Já o art. 2° visa revogar o parágrafo único do art. 2º da “lei do FUNGER/DF” (LC nº 704, de 18 de janeiro de 2005, acrescido pela LC nº 925/2017), o qual dispõe que “o saldo financeiro positivo do FUNGER/DF apurado em balanço é automaticamente transferido para o Tesouro do Distrito Federal observado o disposto no art. 2º-A, §§ 1º a 4º, da LC nº 292, de 2 de junho de 2000.”
Em complemento, o art. 3° trata da revogação do art. 13 da LC nº 925/2017, que havia acrescentado parágrafo único ao art. 2º da LC nº 704/2005.
Por fim, o art. 4º veicula a cláusula de vigência (a partir da data de publicação da lei).
Na justificação, o autor da proposição afirma que seu objetivo é
[...] excepcionalizar o Fundo para a Geração de Emprego e Renda do Distrito Federal (FUNGER-DF) da regra geral, disposta na Lei Complementar nº 925, de 28 de junho de 2017, que assegura a reversão ao Tesouro Distrital, ao final do exercício, dos recursos decorrentes de superávit de órgãos e entidades da administração direta e indireta integrantes dos orçamentos fiscal e da seguridade social do Distrito Federal.
O nobre parlamentar ressalta a importância do FUNGER/DF no fomento da geração de emprego e renda na região, principalmente por meio do programa Prospera-DF e da excepcionalização pretendida, a qual, em suas palavras, “tem como reflexo a preservação das receitas do fundo precedentes das operações de microcrédito, mantendo a capacidade de realização de novos empréstimos no âmbito do programa”.

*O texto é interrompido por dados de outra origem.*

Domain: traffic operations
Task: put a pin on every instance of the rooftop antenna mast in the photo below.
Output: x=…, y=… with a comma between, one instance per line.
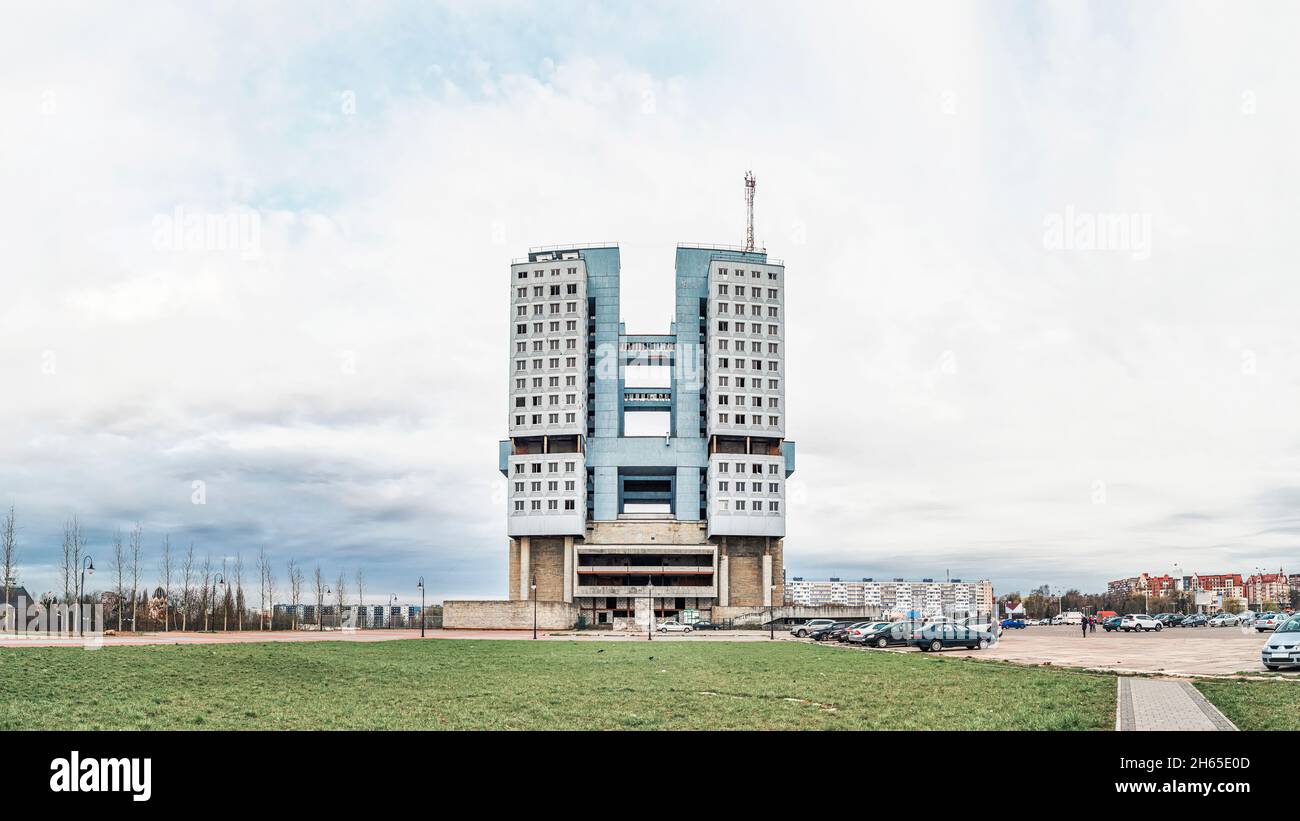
x=749, y=208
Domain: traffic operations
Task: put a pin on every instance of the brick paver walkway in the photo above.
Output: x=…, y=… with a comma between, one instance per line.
x=1165, y=704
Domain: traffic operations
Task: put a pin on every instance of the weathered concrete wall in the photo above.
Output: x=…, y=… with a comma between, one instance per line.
x=646, y=531
x=502, y=615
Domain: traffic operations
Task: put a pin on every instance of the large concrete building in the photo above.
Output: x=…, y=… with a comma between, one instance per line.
x=614, y=521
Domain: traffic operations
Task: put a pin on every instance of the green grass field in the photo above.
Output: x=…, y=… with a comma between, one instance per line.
x=1256, y=704
x=503, y=685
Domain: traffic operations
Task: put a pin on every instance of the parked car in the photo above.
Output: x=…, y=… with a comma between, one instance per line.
x=830, y=630
x=858, y=633
x=1283, y=646
x=1269, y=621
x=809, y=626
x=937, y=637
x=1142, y=622
x=891, y=634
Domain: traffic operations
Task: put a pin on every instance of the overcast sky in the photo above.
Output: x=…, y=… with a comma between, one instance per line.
x=976, y=382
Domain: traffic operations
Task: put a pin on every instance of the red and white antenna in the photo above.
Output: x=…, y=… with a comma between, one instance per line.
x=750, y=183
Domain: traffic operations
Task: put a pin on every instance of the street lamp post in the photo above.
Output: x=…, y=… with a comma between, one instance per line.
x=420, y=585
x=87, y=569
x=771, y=621
x=650, y=613
x=220, y=580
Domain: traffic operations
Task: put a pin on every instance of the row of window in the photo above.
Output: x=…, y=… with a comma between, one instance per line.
x=772, y=311
x=540, y=308
x=755, y=382
x=541, y=290
x=752, y=418
x=740, y=399
x=755, y=487
x=741, y=505
x=724, y=290
x=541, y=272
x=570, y=361
x=553, y=326
x=550, y=467
x=553, y=399
x=754, y=274
x=551, y=504
x=536, y=487
x=724, y=363
x=754, y=347
x=772, y=468
x=724, y=326
x=550, y=344
x=523, y=420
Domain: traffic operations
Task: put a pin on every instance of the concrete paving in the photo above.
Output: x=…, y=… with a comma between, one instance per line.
x=1165, y=704
x=1175, y=651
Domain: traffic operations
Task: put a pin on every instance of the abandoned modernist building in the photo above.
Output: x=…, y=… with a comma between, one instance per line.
x=601, y=515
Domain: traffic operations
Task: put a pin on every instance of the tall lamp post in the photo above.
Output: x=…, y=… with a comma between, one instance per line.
x=420, y=585
x=771, y=602
x=87, y=569
x=219, y=580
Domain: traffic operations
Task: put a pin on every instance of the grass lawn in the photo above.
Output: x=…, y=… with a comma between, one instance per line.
x=1256, y=704
x=502, y=685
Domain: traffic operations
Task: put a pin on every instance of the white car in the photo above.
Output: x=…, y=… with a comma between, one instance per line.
x=1139, y=621
x=1283, y=646
x=1269, y=621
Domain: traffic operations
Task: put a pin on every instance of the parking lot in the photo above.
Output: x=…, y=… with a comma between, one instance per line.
x=1175, y=651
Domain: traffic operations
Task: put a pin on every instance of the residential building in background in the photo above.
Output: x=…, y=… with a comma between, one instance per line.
x=612, y=515
x=896, y=595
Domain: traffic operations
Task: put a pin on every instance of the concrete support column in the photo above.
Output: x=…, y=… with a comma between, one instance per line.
x=568, y=569
x=524, y=578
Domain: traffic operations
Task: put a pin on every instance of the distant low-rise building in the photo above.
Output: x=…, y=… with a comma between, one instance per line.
x=927, y=595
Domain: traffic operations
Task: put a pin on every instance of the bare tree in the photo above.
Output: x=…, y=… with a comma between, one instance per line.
x=137, y=554
x=295, y=589
x=165, y=577
x=206, y=573
x=120, y=573
x=8, y=554
x=187, y=581
x=239, y=602
x=360, y=595
x=338, y=598
x=320, y=598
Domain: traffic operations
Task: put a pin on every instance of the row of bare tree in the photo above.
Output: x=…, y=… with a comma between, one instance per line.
x=190, y=591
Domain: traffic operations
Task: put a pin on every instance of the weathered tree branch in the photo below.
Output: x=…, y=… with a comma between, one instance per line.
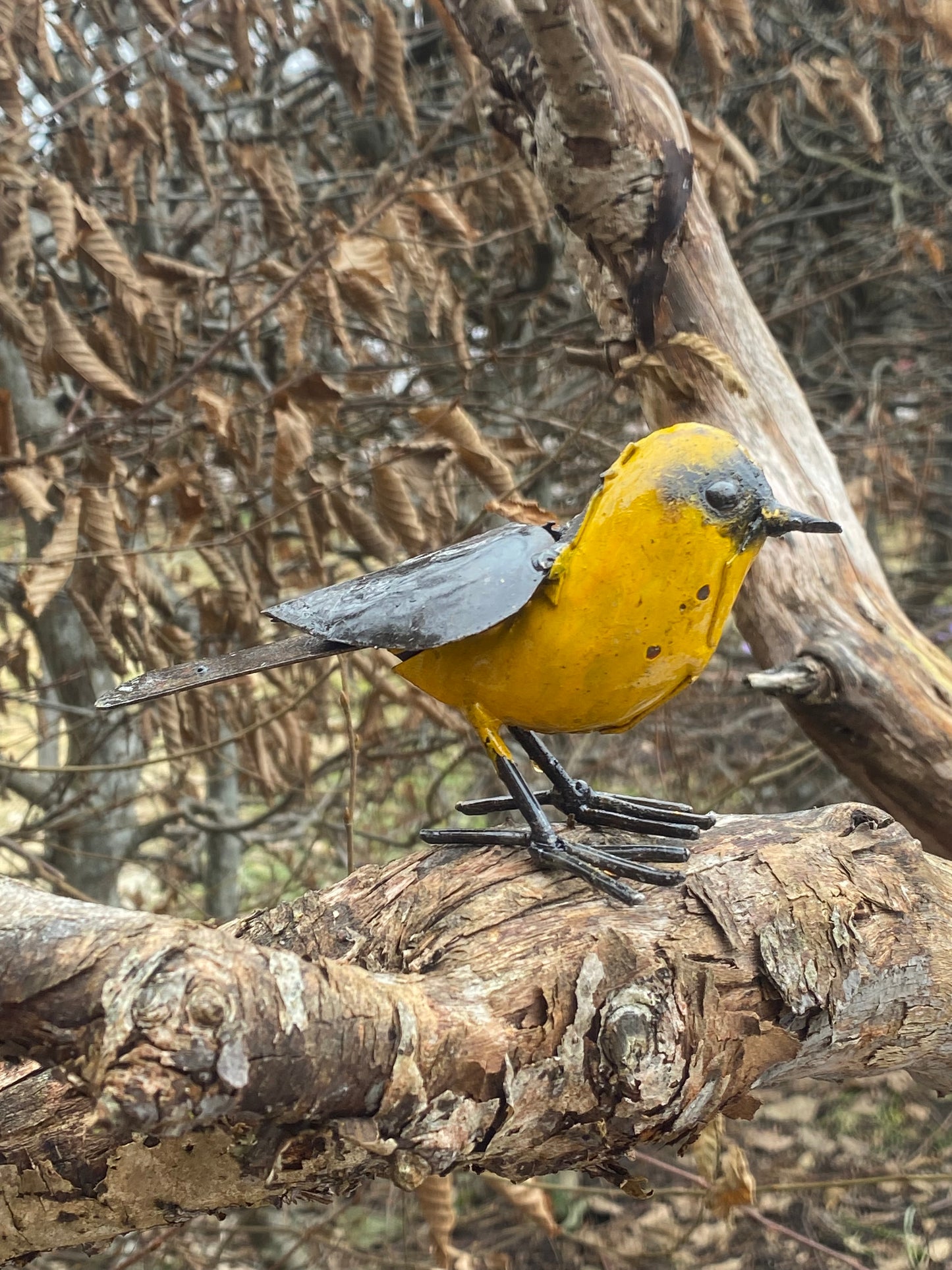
x=594, y=123
x=451, y=1009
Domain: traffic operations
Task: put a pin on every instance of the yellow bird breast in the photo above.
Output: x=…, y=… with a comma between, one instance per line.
x=631, y=614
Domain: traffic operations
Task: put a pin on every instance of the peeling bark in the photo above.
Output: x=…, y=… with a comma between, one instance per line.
x=451, y=1009
x=594, y=123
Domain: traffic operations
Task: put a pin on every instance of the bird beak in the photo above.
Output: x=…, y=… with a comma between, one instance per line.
x=783, y=520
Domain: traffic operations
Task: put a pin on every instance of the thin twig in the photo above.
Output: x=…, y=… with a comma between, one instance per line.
x=350, y=809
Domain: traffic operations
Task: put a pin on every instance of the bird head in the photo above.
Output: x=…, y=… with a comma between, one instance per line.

Como embasamento legal da proposição, faz-se referência à Constituição Federal de 1988 – CF/88, segundo a qual a ordem econômica, fundada na valorização do trabalho humano e da livre iniciativa, tem por fim assegurar a todos existência digna, conforme os ditames da justiça social (art. 170). Além disso, o texto constitucional prevê a atuação estatal na promoção do desenvolvimento nacional, regional, econômico e social (arts. 3°; 21, IX; 24, IX: 48, IV: e 174, § 1°). Ato conseguinte, cita a Lei Orgânica do Distrito Federal – LODF (art. 165, XVI), que estabelece como uma das diretrizes da ação governamental para a promoção do desenvolvimento socioeconômico “a adoção de políticas que viabilizem geração de empregos e aumento de renda.”
O PLC nº 8/2023 foi lido em 28 de fevereiro de 2023 e distribuído, em análise de mérito e admissibilidade, para a comissão de Economia e Finanças – CEOF, e, em análise de admissibilidade, para a CCJ.
No âmbito da CEOF, a proposição recebeu parecer favorável, pela admissibilidade e aprovação, na 7ª Reunião Ordinária, realizada em 15/08/2023, com o acatamento da Emenda de Redação apresentada.
Na CCJ, não foram apresentadas emendas no prazo regimental.
É o relatório.
II – VOTO DO RELATOR
Nos termos do art. 63, inciso I e § 1º, do Regimento Interno desta Casa, incumbe a esta Comissão examinar a admissibilidade das proposições em geral quanto à constitucionalidade, à juridicidade, à legalidade, à regimentalidade, à técnica legislativa e à redação. O parecer sobre a admissibilidade quanto aos três primeiros aspectos tem caráter terminativo.
O projeto em análise visa inserir o inciso “X” ao § 2º do art. 2º e revogar o art. 13 da LC n° 925/2017, que trata sobre a reversão ao Tesouro do Distrito Federal do superávit financeiro de órgãos e entidades da administração direta e indireta integrantes dos orçamentos fiscal e da seguridade social do Distrito Federal.
Os dispositivos da LC nº 925/2017 possuem a seguinte redação:
Art. 2º O superávit financeiro de órgãos e entidades da administração direta e indireta integrantes dos orçamentos fiscal e da seguridade social do Distrito Federal apurado no balanço patrimonial ao final do exercício financeiro fica revertido ao Tesouro do Distrito Federal.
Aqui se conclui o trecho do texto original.